A conta da greve
Editorial Estadão
A greve dos caminhoneiros tem sido apresentada como uma estonteante vitória, já que o setor obteve várias conquistas. A principal foi a promessa do governo de reduzir R$ 0,46 no preço do litro do diesel. As reivindicações que antes eram sonhos inalcançáveis se tornaram rapidamente realidade, como resultado do colapso que o movimento dos caminhoneiros, com a anuência das autoridades, impôs ao País.
A chamada vitória dos caminhoneiros tem um enorme custo econômico para o País. A concessão da redução de R$ 0,46 por litro de diesel exigirá dois conjuntos de medidas, com significativas consequências para a população.
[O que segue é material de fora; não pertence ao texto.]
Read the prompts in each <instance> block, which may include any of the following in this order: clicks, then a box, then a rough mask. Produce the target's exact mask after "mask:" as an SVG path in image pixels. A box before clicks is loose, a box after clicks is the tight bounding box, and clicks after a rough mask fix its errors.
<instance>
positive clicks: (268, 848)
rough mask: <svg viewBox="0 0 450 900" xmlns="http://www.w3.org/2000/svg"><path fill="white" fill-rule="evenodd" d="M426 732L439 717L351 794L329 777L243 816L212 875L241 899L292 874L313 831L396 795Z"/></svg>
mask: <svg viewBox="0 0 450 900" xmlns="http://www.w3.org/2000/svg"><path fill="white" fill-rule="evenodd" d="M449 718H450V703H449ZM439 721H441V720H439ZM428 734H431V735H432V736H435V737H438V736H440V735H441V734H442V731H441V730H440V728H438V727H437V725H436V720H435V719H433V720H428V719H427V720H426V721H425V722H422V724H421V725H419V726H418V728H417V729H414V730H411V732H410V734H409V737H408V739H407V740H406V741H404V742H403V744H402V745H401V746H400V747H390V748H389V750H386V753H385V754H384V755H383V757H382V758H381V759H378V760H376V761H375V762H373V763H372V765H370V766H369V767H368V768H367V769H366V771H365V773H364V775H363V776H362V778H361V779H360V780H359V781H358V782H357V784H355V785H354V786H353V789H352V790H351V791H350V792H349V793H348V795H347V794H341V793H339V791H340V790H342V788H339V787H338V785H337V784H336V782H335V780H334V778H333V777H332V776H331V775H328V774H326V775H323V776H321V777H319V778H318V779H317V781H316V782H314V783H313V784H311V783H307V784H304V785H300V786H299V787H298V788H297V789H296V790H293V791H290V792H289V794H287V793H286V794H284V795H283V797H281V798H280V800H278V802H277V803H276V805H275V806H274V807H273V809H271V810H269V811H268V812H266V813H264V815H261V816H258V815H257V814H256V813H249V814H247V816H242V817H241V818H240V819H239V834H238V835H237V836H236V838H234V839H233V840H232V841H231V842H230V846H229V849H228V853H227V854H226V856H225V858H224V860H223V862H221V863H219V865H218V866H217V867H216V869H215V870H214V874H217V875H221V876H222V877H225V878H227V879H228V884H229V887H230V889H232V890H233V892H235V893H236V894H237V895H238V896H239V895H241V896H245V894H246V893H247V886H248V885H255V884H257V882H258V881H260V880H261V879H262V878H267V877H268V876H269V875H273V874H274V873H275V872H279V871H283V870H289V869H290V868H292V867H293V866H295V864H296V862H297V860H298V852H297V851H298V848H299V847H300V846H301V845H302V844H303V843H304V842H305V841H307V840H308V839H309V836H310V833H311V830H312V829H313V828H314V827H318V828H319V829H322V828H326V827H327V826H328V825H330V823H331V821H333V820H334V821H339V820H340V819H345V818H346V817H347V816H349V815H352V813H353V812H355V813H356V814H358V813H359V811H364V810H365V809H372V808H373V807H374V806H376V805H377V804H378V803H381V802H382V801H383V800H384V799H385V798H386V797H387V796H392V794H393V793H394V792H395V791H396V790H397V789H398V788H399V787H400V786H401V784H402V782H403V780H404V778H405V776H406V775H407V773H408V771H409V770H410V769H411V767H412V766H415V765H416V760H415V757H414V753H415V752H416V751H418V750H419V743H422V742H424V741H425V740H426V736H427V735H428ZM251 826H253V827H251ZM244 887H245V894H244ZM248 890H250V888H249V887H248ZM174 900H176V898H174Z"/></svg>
O primeiro pacote é de natureza tributária. Para diminuir o preço do diesel, o governo propôs reduzir o PIS/Cofins em R$ 0,11 e zerar a Contribuição de Intervenção no Domínio Econômico (Cide), que atualmente está em R$ 0,05. Os recursos da Cide destinam-se a investimentos em infraestrutura de transporte e a projetos ambientais relacionados à indústria de petróleo e gás, além de subsidiar combustíveis ecologicamente mais sustentáveis.
Em contrapartida, será necessário aprovar a reoneração da folha de pagamento. "Ela (a reoneração) é condição necessária, mas não suficiente, para fazer a redução de 16 centavos. Além da reoneração, outras medidas virão e oportunamente vamos falar", disse o ministro da Fazenda, Eduardo Guardia.
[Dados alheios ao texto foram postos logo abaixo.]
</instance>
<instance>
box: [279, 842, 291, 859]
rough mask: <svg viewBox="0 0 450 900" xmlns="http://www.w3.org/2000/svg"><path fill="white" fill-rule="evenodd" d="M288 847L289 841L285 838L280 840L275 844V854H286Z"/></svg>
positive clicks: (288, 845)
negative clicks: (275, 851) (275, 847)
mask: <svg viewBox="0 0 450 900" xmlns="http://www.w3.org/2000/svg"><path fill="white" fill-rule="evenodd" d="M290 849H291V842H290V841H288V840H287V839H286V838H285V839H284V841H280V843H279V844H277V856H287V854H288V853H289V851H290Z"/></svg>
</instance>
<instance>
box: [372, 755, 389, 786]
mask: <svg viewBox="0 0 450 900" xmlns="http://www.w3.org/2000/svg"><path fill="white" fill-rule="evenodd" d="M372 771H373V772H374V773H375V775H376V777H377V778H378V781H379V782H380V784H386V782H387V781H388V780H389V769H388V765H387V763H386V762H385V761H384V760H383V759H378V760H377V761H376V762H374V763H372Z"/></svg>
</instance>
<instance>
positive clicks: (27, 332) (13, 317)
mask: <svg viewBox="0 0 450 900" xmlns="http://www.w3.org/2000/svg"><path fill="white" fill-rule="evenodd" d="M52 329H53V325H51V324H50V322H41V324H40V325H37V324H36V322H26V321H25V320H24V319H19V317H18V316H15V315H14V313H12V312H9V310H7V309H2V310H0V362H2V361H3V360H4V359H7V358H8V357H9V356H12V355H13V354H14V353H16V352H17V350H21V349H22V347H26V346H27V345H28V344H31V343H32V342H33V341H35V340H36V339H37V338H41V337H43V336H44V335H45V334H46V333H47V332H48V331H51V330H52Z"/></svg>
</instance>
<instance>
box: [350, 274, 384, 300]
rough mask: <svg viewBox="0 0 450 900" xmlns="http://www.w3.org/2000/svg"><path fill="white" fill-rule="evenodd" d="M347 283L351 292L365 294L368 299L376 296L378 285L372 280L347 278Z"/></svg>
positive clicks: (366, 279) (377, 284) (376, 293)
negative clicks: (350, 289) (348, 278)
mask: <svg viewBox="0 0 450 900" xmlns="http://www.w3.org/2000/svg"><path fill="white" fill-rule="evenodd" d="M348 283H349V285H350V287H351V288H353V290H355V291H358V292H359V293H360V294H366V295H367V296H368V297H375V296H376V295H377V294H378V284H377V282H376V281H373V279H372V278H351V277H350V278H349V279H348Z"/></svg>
A segunda medida é a volta do subsídio para o diesel. O Tesouro Nacional pagará à Petrobrás R$ 0,30 por litro de diesel consumido. A estimativa é de que o subsídio custe aos cofres públicos R$ 9,5 bilhões. Para tanto, o governo pretende cortar gastos na ordem de R$ 3,8 bilhões. O restante da conta entrará diretamente como déficit fiscal.
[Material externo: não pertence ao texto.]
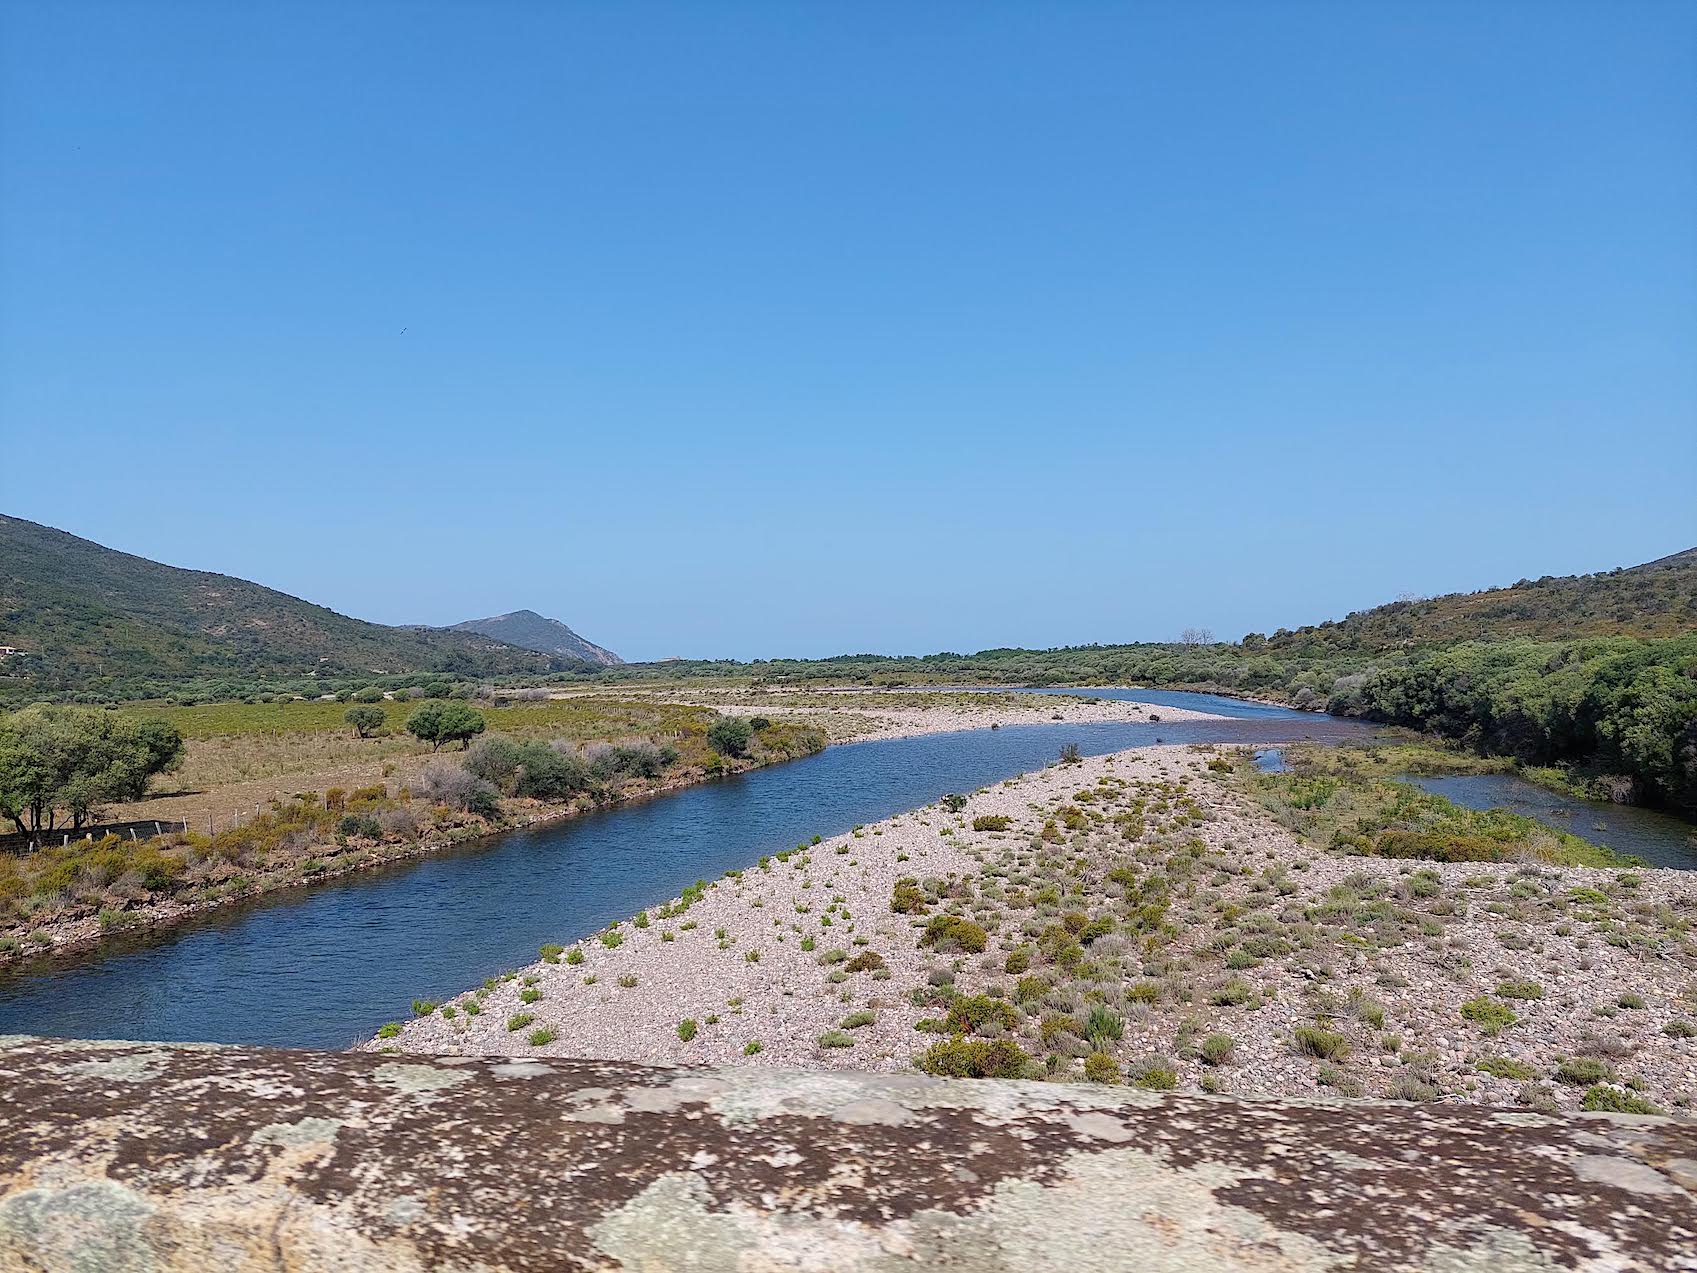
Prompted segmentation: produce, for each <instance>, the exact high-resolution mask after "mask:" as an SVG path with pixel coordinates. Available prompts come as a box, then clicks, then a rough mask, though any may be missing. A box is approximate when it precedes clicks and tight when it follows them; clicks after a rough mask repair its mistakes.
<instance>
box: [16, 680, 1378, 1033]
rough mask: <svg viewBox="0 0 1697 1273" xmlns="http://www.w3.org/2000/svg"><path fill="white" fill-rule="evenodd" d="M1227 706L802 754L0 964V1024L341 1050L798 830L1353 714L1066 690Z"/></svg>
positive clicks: (659, 898) (833, 826)
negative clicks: (1183, 711)
mask: <svg viewBox="0 0 1697 1273" xmlns="http://www.w3.org/2000/svg"><path fill="white" fill-rule="evenodd" d="M1074 693H1079V694H1089V696H1100V698H1127V699H1149V701H1159V703H1164V704H1171V706H1190V708H1195V709H1198V711H1215V713H1230V715H1232V716H1234V720H1208V721H1183V723H1181V721H1161V723H1154V725H1073V723H1064V725H1022V726H1006V728H1001V730H972V732H966V733H938V735H927V737H921V738H893V740H881V742H860V743H847V745H840V747H830V749H826V750H825V752H821V754H820V755H813V757H808V759H804V760H792V762H789V764H782V765H774V767H769V769H759V771H753V772H750V774H742V776H736V777H730V779H725V781H718V782H708V784H703V786H696V788H687V789H684V791H679V793H674V794H669V796H660V798H655V799H648V801H643V803H635V805H626V806H621V808H614V810H608V811H602V813H596V815H589V816H582V818H572V820H567V822H557V823H552V825H546V827H536V828H531V830H523V832H511V833H506V835H496V837H489V838H487V840H482V842H477V844H472V845H462V847H458V849H451V850H445V852H440V854H434V855H431V857H424V859H417V861H412V862H404V864H397V866H390V867H382V869H375V871H368V872H360V874H355V876H344V878H341V879H334V881H328V883H324V884H314V886H307V888H300V889H290V891H287V893H273V894H270V896H265V898H260V900H256V901H251V903H244V905H238V906H227V908H222V910H217V911H210V913H207V915H205V917H200V918H195V920H192V922H188V923H183V925H178V927H175V928H168V930H163V932H158V934H137V935H115V937H112V939H109V940H105V942H102V944H100V945H98V947H95V949H90V951H85V952H80V954H71V956H61V957H53V959H44V961H32V962H29V964H25V966H22V967H19V969H14V971H10V973H7V974H0V1032H20V1034H48V1035H66V1037H81V1039H199V1040H210V1042H234V1044H278V1046H294V1047H346V1046H348V1044H351V1042H355V1040H356V1039H361V1037H367V1035H370V1034H372V1032H373V1030H375V1029H377V1027H378V1025H380V1023H384V1022H385V1020H392V1018H397V1017H406V1015H407V1013H409V1008H411V1003H412V1000H416V998H431V1000H440V998H446V996H450V995H455V993H458V991H462V990H465V988H467V986H470V984H475V983H479V981H482V979H484V978H485V976H490V974H496V973H501V971H506V969H511V967H518V966H521V964H526V962H529V961H533V959H535V957H536V947H538V945H541V944H543V942H562V944H565V942H572V940H577V939H579V937H584V935H587V934H592V932H596V930H597V928H601V927H602V925H606V923H609V922H613V920H618V918H624V917H626V915H631V913H635V911H638V910H641V908H645V906H652V905H655V903H658V901H664V900H667V898H670V896H675V894H677V893H679V891H680V889H682V888H684V886H686V884H689V883H692V881H696V879H714V878H718V876H721V874H723V872H725V871H728V869H731V867H743V866H748V864H750V862H753V861H755V859H757V857H760V855H762V854H770V852H777V850H782V849H789V847H794V845H796V844H799V842H803V840H806V838H809V837H813V835H835V833H840V832H845V830H848V828H850V827H855V825H860V823H871V822H877V820H879V818H888V816H889V815H893V813H899V811H903V810H910V808H916V806H920V805H927V803H930V801H933V799H937V798H938V796H944V794H947V793H950V791H972V789H976V788H981V786H988V784H991V782H1000V781H1003V779H1006V777H1013V776H1015V774H1022V772H1027V771H1030V769H1039V767H1042V765H1044V764H1049V762H1052V760H1054V759H1056V757H1057V754H1059V749H1061V747H1062V745H1064V743H1078V747H1079V750H1083V752H1084V754H1089V755H1096V754H1103V752H1117V750H1122V749H1127V747H1144V745H1149V743H1154V742H1157V740H1159V742H1171V743H1186V742H1222V743H1252V742H1269V743H1271V742H1297V740H1303V738H1313V740H1319V742H1341V740H1346V738H1361V737H1368V735H1369V733H1371V726H1368V725H1363V723H1359V721H1349V720H1339V718H1334V716H1322V715H1315V713H1303V711H1291V709H1288V708H1269V706H1264V704H1257V703H1241V701H1235V699H1225V698H1217V696H1212V694H1183V693H1171V691H1108V689H1103V691H1096V689H1091V691H1074Z"/></svg>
A redução artificial do preço do diesel exige contrapartidas - e nenhuma delas é benéfica para o País. Parte significativa da população, no entanto, vem ignorando essa inexorável equação, como se fosse possível reduzir imposto, ou criar subsídio, sem maiores consequências. Essa redução forçada das receitas públicas exigirá remanejar os gastos públicos, com efeitos sobre os serviços públicos essenciais.
Observa-se uma esquizofrenia no modo como alguns lidam com a crise. Há muitos aplausos quando o preço do litro do diesel abaixa. Difunde-se o sentimento de que o povo está finalmente alcançando suas vitórias. Mas não veem que essas tais conquistas são tremendas derrotas para a população, que terá de arcar com a salgada conta.
Além do custo fiscal e da redução da oferta de serviços públicos - já que as receitas serão menores -, o que tem sido chamado de solução para a greve dos caminhoneiros é a anulação, na prática, do saudável espírito que vinha presidindo as reformas econômicas. O esforço feito desde 2016 para recolocar o País nos trilhos, começando por empreender um caminho de ajuste fiscal, está sendo forçosamente abandonado, em decorrência de um movimento que chantageou o País.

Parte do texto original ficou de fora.